According to our study, many doctors did not perform endometrial biopsies to diagnose the cause of abnormal bleeding, something that is often standard procedure to rule out uterine cancer. Many women with bleeding and pain from their fibroids were never given a chance to see if drug treatments could control their symptoms. In many cases, doctors didn't do enough to rule out other causes of pain before recommending hysterectomy. It is unthinkable that the physicians whose patients we studied intended to harm their patients. However, in three out of every four cases, doctors neglected potentially useful treatments and tests, possibly leading many women to have much more invasive treatment than they needed.

Since 1945 study after study has revealed that huge numbers of hysterectomies performed on American women are unnecessary. Although the large majority of women tell their doctors they are doing just fine after a hysterectomy, small but significant numbers of women are psychologically or physically damaged and experience compromised libido, diminished sexual enjoyment, or pain. Unnecessary hysterectomies may contribute to an early and sometimes painful menopause, creating a cascade of overlapping symptoms that can sometimes be countered only by additional medical treatment in the form of hormone replacement therapy.

In our study, fully 14 percent of the women met no valid medical criteria for undergoing a hysterectomy. While hysterectomies may have been an appropriate recommendation for some of the women, for at least 14 percent in this study, the recommendation was dead wrong. It is a little frightening to think that so many women undergo major surgery without adequate evaluations, or without the chance to try treatments that might have controlled the symptoms with less risk.
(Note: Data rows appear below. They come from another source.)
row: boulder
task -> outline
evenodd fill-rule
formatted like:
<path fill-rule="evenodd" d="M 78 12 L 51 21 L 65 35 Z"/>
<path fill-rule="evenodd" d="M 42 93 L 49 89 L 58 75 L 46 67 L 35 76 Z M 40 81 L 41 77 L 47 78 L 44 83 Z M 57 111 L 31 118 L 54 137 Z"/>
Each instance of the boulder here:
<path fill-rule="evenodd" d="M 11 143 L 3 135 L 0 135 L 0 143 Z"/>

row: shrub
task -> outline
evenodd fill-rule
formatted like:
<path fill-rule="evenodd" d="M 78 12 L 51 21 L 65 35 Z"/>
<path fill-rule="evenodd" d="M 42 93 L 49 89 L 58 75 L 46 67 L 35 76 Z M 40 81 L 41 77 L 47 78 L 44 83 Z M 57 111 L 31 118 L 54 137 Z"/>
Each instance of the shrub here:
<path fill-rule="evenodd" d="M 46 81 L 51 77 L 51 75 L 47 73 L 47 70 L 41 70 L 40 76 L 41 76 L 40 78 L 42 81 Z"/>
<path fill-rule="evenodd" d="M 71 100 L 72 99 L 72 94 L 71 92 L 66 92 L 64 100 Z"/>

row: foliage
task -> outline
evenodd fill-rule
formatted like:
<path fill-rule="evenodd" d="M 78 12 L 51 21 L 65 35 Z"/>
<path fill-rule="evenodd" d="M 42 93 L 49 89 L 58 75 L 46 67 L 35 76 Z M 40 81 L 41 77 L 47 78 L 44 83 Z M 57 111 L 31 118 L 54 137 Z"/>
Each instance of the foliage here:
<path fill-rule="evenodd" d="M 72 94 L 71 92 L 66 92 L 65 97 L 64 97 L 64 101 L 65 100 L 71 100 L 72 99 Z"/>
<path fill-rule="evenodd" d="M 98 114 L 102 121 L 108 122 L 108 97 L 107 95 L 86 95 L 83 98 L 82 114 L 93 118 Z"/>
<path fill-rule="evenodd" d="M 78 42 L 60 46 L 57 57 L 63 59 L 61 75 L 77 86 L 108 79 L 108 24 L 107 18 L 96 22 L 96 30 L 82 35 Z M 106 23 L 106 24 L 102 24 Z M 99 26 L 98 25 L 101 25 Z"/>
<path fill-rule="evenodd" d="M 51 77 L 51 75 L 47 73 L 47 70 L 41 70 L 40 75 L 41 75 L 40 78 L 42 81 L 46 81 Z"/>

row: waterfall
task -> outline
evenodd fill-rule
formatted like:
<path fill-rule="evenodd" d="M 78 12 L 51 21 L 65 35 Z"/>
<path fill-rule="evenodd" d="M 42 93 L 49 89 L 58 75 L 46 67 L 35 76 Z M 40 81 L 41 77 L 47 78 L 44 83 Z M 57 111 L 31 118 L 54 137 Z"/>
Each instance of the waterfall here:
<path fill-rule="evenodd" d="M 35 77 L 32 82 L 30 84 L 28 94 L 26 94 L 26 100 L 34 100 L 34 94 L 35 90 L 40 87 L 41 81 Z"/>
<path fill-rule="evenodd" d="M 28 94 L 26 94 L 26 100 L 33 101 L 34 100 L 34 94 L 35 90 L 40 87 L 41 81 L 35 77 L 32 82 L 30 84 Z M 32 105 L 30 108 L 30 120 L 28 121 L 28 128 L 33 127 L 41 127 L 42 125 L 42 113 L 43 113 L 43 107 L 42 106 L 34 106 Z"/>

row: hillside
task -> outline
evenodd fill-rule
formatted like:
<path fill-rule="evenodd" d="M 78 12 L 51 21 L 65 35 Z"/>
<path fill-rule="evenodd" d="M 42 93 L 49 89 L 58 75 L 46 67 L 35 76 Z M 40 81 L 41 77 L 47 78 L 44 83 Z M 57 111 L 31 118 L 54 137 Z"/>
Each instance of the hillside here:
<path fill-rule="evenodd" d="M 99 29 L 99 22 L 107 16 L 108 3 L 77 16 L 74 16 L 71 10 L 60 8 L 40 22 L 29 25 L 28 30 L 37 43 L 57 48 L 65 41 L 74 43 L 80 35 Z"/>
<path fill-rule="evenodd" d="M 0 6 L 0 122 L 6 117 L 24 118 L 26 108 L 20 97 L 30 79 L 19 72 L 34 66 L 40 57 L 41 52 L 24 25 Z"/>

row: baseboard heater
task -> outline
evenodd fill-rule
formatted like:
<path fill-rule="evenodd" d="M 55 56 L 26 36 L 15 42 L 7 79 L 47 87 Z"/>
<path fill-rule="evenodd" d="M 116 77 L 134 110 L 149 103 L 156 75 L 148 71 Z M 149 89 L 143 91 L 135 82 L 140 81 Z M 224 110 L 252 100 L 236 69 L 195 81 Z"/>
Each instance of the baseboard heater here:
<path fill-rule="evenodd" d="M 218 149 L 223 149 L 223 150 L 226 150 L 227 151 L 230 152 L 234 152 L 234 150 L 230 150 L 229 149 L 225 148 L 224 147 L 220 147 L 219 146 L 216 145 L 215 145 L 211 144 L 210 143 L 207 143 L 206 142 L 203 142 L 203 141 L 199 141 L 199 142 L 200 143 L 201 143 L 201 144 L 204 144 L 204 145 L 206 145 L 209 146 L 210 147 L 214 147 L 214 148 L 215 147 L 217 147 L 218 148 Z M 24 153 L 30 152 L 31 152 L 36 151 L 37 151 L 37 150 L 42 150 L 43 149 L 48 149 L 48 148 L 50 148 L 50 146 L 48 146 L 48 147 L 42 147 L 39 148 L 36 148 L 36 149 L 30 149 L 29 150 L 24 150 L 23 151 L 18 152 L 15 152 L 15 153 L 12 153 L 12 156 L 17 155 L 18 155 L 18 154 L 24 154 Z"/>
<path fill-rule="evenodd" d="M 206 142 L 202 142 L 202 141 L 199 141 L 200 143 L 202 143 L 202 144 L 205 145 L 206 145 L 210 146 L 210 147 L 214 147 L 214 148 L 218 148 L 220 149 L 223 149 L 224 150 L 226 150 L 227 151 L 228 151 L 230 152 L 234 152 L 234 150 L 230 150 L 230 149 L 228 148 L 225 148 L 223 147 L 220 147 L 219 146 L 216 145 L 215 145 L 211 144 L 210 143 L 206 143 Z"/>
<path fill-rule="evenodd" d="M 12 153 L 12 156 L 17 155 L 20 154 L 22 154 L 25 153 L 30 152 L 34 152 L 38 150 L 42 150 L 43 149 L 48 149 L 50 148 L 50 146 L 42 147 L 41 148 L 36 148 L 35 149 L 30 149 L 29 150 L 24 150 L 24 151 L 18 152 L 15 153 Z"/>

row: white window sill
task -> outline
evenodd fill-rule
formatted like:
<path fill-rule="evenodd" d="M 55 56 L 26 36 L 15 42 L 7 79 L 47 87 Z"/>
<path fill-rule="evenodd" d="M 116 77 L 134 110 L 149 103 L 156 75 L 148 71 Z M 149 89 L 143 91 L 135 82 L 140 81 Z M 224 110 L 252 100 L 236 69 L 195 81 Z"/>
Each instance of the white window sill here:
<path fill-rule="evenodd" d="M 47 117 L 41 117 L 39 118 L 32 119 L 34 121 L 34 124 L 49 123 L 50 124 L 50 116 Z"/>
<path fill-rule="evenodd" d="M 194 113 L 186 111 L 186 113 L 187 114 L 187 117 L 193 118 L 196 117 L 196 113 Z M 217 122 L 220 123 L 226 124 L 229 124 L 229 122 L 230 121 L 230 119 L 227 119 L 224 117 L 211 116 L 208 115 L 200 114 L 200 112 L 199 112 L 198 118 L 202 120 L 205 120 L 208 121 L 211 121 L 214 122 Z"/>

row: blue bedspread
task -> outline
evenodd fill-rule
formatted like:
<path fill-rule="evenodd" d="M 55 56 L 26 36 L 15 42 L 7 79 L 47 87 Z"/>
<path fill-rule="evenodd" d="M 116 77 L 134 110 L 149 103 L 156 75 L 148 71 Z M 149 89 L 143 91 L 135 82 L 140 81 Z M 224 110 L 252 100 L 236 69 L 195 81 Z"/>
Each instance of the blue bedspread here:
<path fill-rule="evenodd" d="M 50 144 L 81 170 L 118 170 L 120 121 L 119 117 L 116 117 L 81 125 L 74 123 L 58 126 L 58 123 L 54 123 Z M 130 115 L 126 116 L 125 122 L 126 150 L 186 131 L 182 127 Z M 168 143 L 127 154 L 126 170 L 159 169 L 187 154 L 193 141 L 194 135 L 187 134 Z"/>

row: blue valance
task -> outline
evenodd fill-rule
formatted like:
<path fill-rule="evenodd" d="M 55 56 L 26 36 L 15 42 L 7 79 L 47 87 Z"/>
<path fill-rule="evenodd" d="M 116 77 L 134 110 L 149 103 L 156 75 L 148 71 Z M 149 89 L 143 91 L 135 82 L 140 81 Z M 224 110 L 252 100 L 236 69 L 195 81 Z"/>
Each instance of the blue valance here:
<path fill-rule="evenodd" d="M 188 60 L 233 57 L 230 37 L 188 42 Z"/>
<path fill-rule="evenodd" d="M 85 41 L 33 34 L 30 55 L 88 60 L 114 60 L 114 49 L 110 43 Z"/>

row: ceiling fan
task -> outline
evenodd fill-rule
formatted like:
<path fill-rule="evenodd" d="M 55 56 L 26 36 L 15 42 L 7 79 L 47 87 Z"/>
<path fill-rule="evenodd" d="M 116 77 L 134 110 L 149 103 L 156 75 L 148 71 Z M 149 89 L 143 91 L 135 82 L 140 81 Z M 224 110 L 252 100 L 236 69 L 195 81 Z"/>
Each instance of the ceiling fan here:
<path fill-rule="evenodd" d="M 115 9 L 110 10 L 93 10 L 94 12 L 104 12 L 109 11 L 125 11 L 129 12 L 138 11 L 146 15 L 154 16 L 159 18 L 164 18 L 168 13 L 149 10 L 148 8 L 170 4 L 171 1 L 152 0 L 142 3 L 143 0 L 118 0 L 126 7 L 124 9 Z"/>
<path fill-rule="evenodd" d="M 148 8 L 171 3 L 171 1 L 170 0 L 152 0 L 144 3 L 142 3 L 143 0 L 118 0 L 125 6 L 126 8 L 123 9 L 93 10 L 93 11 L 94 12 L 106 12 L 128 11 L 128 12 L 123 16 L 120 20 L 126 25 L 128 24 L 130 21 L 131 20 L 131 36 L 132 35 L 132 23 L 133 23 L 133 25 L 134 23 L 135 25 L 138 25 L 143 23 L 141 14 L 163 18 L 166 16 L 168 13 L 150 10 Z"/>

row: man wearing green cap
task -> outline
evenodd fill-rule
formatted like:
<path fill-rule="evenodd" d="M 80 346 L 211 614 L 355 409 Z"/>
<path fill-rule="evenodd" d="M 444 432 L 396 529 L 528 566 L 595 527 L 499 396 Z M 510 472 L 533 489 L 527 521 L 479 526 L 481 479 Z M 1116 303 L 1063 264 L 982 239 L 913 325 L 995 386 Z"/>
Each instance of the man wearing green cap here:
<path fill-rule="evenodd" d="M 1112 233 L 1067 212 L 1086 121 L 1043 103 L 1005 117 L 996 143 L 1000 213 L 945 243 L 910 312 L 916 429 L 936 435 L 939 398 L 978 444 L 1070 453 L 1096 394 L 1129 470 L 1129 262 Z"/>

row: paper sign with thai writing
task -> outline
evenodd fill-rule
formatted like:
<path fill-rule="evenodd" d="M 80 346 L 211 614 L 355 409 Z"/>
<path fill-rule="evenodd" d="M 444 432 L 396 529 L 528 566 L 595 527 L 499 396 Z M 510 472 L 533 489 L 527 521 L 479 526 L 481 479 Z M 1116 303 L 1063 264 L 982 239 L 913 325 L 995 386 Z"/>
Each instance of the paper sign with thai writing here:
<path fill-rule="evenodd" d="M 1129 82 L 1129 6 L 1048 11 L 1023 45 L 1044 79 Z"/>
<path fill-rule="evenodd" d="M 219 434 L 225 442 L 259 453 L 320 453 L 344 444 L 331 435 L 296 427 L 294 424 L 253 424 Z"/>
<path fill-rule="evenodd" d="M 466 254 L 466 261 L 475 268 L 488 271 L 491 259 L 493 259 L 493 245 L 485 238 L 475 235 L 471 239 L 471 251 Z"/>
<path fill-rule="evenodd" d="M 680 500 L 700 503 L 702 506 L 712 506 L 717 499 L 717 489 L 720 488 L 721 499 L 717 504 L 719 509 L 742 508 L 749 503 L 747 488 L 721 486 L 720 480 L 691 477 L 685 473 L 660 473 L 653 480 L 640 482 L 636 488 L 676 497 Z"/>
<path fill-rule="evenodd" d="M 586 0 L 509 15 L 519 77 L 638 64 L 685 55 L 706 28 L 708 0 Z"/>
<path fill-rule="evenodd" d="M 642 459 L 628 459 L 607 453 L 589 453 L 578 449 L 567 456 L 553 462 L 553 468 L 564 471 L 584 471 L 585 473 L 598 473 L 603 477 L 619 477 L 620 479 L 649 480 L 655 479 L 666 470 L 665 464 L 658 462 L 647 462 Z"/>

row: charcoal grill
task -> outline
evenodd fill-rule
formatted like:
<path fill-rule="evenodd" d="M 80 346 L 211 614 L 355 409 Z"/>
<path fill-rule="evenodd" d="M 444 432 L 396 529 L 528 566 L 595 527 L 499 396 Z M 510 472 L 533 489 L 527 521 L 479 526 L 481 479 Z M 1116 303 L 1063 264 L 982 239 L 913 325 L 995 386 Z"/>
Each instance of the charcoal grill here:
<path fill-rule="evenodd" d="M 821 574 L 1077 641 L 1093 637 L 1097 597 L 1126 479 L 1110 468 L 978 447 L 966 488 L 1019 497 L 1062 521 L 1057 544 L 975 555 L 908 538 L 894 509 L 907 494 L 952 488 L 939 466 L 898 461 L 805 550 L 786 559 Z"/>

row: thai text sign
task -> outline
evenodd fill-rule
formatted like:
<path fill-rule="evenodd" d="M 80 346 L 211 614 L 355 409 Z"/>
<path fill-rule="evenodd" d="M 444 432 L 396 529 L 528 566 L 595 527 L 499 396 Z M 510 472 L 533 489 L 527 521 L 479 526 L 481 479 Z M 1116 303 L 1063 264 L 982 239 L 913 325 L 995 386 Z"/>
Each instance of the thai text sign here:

The treatment of fibroids has a huge impact on our health care system. Costs include billions of dollars for conventional and alternative treatments, surgeries, medicines, insurance payments, hospitalization, and days lost from work. In 1997 the U.S. Department of Health and Human Services estimated the costs for surgical and other inpatient care for women with fibroids at more than $2 billion every year, and even this is understated. Hysterectomy costs an average of approximately $6,000 per surgery, which alone adds up to more than $1 billion per year. Hysterectomies for fibroids cause women to spend nine hundred thousand days in the hospital per year, more days than are spent in the hospital for either breast cancer or AIDS.

Myomectomies to remove fibroids cost approximately $5,000 apiece, adding another $200 million per year. When office visits, drugs, and diagnostic procedure costs are included, the cost of treating fibroids easily exceeds $3 billion per year. If you look at such things as time missed from work, child care, or recovery care costs provided by husbands or other relatives, the amount of time lost to fibroids is staggering. If the average woman with symptoms such as bleeding or pain misses only two days a month from work in the six months before and the six weeks after hysterectomy, then fibroids cause between five and eleven million lost days of work every year.

Risk Factors for Fibroids

Fibroids develop more commonly in women who began menstruating at younger ages.